本作で呪われしもの代表といえば力の剣だし、泣き顔の修道士も自分のことを呪われていると言っているし、「Cursed」が指すものはおそらくニミュエだけではない。


かといってタイトルが「呪われしもの」だとインパクトに欠けるので仕方ないのかもしれないが、邦題で「ニミュエ」だけを全面に押し出すのは原題の趣旨とはズレるのではないかと思った(映画の邦題とかそんなのばっかりなので、いちいち気にしていたらキリがないけど)。


そして、ニミュエは「少女」と呼んでいいのか問題が私の中で浮上している。


ニミュエはIMDbの作品紹介で「A teenage sorceress」と書かれているのと、ニミュエを演じるキャサリン・ラングフォードが1996年生まれ(2020年時点で24歳)であることを踏まえ、18~19歳くらいだと私は考える。


18~19歳ならギリギリ少女に入るかもしれないが、少女という単語から連想するのはもう少し若い年齢だと思うので、邦題で「選ばれし少女」と言われてしまうと少しイメージと異なる気がする。


作中で何度か「fey girl」と出てきたが、girlは「若い女性」という意味で使われることもあるので、ニミュエ=少女だという決定打にはならない。


字幕ではそのまま「フェイの少女」になっていたが、吹替版ではニミュエの年齢が意識されているのか「フェイの娘」と訳されていた。


もしストーリーが年単位で進んでニミュエがアラサーになったら、それでもタイトルは「選ばれし少女」のままなのだろうか、と誰にも頼まれていない余計な心配をしている。


ニミュエを見ている間に読んだアーサー王関連本

「ニミュエ」を見ている間に、少しでもアーサー王伝説の知識をつけようと『いかにしてアーサー王は日本で受容されサブカルチャー界に君臨したか: 変容する中世騎士道物語』を読んだ。

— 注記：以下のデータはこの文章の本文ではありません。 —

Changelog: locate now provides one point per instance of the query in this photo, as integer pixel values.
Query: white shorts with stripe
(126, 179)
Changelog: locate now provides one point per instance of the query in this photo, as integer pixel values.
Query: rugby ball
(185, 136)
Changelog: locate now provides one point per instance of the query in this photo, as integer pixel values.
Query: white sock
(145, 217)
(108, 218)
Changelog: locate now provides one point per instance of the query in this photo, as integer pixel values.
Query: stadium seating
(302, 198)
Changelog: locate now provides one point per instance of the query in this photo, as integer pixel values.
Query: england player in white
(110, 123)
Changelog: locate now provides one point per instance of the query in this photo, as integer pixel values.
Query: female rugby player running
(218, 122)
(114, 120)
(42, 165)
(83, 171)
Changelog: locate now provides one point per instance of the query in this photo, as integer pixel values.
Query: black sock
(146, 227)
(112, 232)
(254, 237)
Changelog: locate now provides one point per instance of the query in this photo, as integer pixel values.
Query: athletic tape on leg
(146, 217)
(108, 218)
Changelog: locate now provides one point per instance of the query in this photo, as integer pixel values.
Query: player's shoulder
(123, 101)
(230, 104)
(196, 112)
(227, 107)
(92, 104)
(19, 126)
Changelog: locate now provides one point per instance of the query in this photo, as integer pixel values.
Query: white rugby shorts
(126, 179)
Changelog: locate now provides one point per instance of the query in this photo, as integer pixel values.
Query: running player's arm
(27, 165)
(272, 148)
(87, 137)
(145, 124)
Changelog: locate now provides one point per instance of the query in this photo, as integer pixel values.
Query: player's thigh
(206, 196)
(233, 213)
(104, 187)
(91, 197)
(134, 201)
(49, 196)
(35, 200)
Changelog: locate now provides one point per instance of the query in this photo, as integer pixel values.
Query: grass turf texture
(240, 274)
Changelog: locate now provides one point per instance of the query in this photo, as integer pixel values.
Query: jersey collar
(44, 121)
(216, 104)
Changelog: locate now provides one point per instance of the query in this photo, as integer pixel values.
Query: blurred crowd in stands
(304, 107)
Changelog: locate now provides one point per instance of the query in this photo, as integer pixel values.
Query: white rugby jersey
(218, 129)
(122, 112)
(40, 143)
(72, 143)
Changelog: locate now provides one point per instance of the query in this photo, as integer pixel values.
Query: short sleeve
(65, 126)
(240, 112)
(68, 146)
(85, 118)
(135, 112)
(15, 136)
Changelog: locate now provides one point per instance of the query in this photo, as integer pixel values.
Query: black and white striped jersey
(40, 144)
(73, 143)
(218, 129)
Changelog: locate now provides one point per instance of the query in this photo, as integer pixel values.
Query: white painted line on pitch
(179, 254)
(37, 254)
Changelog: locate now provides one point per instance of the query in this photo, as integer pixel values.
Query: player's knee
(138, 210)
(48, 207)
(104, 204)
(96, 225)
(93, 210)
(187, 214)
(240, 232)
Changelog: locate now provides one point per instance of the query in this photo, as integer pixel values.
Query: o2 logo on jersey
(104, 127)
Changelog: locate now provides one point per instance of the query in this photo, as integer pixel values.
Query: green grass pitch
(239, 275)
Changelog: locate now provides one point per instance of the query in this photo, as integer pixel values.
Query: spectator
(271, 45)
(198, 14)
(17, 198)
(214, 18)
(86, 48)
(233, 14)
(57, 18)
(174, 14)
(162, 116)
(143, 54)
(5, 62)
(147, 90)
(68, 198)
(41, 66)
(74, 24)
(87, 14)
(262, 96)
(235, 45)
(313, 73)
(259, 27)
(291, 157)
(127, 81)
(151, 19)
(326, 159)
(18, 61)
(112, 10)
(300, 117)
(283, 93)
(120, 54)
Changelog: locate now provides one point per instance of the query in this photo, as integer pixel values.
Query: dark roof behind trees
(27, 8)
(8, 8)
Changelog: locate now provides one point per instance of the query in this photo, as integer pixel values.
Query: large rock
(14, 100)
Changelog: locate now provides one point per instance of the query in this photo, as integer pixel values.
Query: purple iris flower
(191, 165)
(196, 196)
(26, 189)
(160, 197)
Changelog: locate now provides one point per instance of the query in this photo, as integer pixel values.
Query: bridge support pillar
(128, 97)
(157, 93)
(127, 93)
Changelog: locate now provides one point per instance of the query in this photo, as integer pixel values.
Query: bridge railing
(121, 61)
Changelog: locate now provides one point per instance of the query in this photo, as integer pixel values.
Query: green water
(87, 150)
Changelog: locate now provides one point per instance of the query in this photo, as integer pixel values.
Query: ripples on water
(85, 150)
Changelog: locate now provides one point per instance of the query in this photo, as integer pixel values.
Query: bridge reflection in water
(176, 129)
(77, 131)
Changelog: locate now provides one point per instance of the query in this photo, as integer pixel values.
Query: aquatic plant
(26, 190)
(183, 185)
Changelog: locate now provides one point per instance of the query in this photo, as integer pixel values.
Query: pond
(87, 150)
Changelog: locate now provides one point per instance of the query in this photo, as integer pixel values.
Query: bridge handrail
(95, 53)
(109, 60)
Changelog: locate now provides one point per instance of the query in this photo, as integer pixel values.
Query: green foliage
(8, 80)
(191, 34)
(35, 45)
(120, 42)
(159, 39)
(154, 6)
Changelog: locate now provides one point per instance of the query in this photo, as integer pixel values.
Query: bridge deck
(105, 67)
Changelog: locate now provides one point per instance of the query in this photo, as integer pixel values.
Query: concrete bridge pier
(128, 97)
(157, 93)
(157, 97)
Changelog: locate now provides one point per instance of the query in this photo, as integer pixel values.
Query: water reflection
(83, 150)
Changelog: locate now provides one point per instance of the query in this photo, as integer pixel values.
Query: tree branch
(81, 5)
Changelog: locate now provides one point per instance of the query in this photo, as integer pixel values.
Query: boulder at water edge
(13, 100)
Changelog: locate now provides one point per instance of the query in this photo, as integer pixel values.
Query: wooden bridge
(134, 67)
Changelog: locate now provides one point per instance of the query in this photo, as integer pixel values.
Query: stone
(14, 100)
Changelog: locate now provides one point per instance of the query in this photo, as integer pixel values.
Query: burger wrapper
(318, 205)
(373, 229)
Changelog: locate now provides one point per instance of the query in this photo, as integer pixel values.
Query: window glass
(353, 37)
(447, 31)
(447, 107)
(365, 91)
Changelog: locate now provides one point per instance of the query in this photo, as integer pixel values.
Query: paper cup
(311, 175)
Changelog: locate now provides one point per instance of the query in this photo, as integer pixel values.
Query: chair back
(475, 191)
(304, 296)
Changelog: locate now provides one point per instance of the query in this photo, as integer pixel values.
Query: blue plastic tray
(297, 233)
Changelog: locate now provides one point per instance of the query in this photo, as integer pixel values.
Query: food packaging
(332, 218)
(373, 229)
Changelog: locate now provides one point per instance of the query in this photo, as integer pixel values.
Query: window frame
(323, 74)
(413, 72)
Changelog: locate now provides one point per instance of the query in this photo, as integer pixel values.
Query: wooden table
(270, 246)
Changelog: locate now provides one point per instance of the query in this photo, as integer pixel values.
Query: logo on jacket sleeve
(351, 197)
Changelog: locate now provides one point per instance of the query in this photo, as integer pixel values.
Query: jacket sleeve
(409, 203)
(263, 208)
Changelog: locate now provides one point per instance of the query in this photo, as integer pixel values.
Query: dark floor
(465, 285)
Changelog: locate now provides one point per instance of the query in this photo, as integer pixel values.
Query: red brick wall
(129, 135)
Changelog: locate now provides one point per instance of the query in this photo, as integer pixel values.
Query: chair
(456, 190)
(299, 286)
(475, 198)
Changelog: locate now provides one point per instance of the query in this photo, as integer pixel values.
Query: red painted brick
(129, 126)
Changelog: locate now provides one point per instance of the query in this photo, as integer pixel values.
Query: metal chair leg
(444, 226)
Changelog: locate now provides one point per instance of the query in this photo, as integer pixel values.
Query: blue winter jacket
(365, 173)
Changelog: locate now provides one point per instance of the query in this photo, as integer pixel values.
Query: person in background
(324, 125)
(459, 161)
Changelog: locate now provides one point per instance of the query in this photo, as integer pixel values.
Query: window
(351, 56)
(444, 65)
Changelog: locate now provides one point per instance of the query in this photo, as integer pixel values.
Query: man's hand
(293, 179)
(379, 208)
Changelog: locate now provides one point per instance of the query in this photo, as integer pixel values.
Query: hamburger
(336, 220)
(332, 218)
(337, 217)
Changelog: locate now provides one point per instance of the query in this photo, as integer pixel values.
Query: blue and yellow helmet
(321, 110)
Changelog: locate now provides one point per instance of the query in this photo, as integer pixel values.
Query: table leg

アーサー王伝説が日本の小説、漫画、ゲームなどの幅広いジャンルにいかにして浸透していったかという趣旨の本だが、アーサー王物語の成り立ち、主要人物、有名なエピソードの解説もあり、ドラマの時代背景や各キャラの役割を考察するのに役立った。


個人的には日本で最初にアーサー王を題材にした小説を書いたのが夏目漱石だったことや、アーサー王伝説の騎士道精神がドラクエXIで独特の描かれ方をしていることが興味深く、内容がもはや論文でとても読み応えがあった。



おわりに

「ニミュエ 選ばれし少女」のシーズン1はニミュエを始めとした一部のキャラクターの変化に圧倒されて終わりましたが、個々のキャラクターの今後の動向や剣をめぐる覇権争い、フェイ族の運命など、先が気になる要素は多いです。


「ゲーム・オブ・スローンズ」や「ウィッチャー」とは雰囲気の異なるファンタジー作品が登場したことはうれしく、次のシーズンを楽しみに待ちたいと思います。